When we examined decriminalization, we found that the studies based on surveys of teens looked pretty good, but that the one study that examined outcomes — marijuana-related ER visits — was a lot less encouraging. I have two theories. First, maybe medical marijuana use and decriminalization increase use among adults only.
Second, we know that medical marijuana has twice as much THC as street marijuana. Or the studies are wrong. Studies being wrong is always a pretty good bet. Nearly everyone who teaches in Colorado says there has been an explosion of marijuana-related problems since medical marijuana was legalized.
Meanwhile, the actual surveys of Colorado high school students say that marijuana use, if anything, is going down. A Colorado drug warrior has some strong objections to the survey results, but they center around not really being able to prove that there is a real downward trend which is an entirely correct complaint without denying that in fact they show no evidence at all of going up.
The consensus on medical marijuana seems to be that it does not increase teen marijuana use either, although there is some murky and suggestive evidence that it might increase illicit or dangerous marijuana use among adults.
There is less information on the effects of full legalization of marijuana, which has never been tried before in the United States.1 Oh that my head were waters, and mine eyes a fountain of tears, that I might weep day and night for the slain of the daughter of my people!
2 Oh that I had in the wilderness a lodging place of wayfaring men; that I might leave my people, and go from them! for they be all adulterers, an assembly of.
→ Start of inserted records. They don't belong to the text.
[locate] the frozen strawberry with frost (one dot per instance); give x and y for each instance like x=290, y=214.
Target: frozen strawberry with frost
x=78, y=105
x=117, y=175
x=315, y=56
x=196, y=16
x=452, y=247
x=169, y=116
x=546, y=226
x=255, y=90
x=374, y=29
Smoking Marijuana is something that many people assume to be a safe and risk-free recreational activity.
The drug, which has countless street names (such as Pot, Herb, Green, Ganja, Chronic, etc.), has gained a reputation for helping to facilitate good times and relaxation. Attempts to Legalize Marijuana in Missouri - Some studies also have linked pot to suicidal thoughts.
The NIDA notes that marijuana use can result in a 40% increased risk of getting psychosis, and the drug also can lead to Anxiety and Depression. Disclaimer: Free essays on Marijuana posted on this site were donated by anonymous users and are provided for informational use only.
Archives and past articles from the Philadelphia Inquirer, Philadelphia Daily News, and alphabetnyc.com Attempts to Legalize Marijuana in Missouri - Some studies also have linked pot to suicidal thoughts. The NIDA notes that marijuana use can result in a 40% increased risk of getting psychosis, and the drug also can lead to Anxiety and Depression. The idea of love is tossed around in our society as if it is inevitable that we will someday fall in love and stay in love our entire lives. But, only in modern times has it received such exalted status.
The free Marijuana research paper (Why Marijuana Should Be Illegal essay) presented on this page should not be viewed as a sample of our on-line writing alphabetnyc.com you need fresh and competent research / writing on Marijuana, use the professional writing service.
That not all marijuana arrests are going to lead to someone who didn’t have a criminal record gaining one is a good point. That said, I wouldn’t be surprised if the negative effect of going from “no criminal record” to “criminal record” were 1 QALY or more.
To summarize the essay, marijuana can be taken in many different ways. These include oral, topical, through tincture, and through intravenous methods. Due to its potency and numerous beneficial chemicals, the cannabis sativa plant can treat numerous acute and chronic illnesses, such as glaucoma, arthritis, and cancer therapy.5/5(8).